Algorithm for chromatic consistency during luminance re-mapping.
I'm the reporter of https://gitlab.gnome.org/GNOME/gegl/-/issues/171 that ended up in a native blending-based saturation approach. And I also published some code that lead Gimp to implement the Luminance Blend mode https://bugzilla.gnome.org/show_bug.cgi?id=753163.
To make things clear: I'm not a native programmer - so my code looks ugly :-) - it should only serve as PoC.
I do not really like (HS)Value-based tone-curves, because they considerabely lack accuracy (examples shown below in tech part). Instead I changed over to an luminance-based approach making luminance and color workflow independent:
- edit the image tonality using the CIE Y Luminance representation - aka the b&w image / desaturated image / grayscale image.
- after that, colorize that b&w image colorimetrically correct.
So luminance-based tone curves are there to edit tonality separated from the color. This tone-adjustment activity is simply monochromatic. No need for RGB-channels. After (luminance-)tonality fits - there should not be a need to tune colors afterwards.
But unfortunately I haven't found an available solution. A lot of pictures look very desaturated when increasing image contrast on Y channel. All receipes do not really help in a full extent: They adopt lightness/luminance and -contrast but to not map color correct from a color-intensity perspective.
- using GIMP LCH Lightness blend mode to adopt image contrast not even scales chroma at all. It controls lightness completely independent from chromaticity.

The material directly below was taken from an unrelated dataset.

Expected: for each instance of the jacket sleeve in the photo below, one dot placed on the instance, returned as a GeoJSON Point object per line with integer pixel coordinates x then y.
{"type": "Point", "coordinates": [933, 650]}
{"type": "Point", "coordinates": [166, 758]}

- even using GIMP Luminance blend mode - that I brought up - does not fully satisfy the chromaticity/saturation aspect - despite keeping saturation constant while scaling lightness. Perceived result fits much better, than the above mentioned pure LCH Lightness blend mode.
The effect on Luminance blending is also described here: https://rawpedia.rawtherapee.com/Exposure#Luminance. The recommendation: "If you want to manually counter-act the desaturation, using the Lab* Chromaticity slider is a more neutral way of compensating for it..."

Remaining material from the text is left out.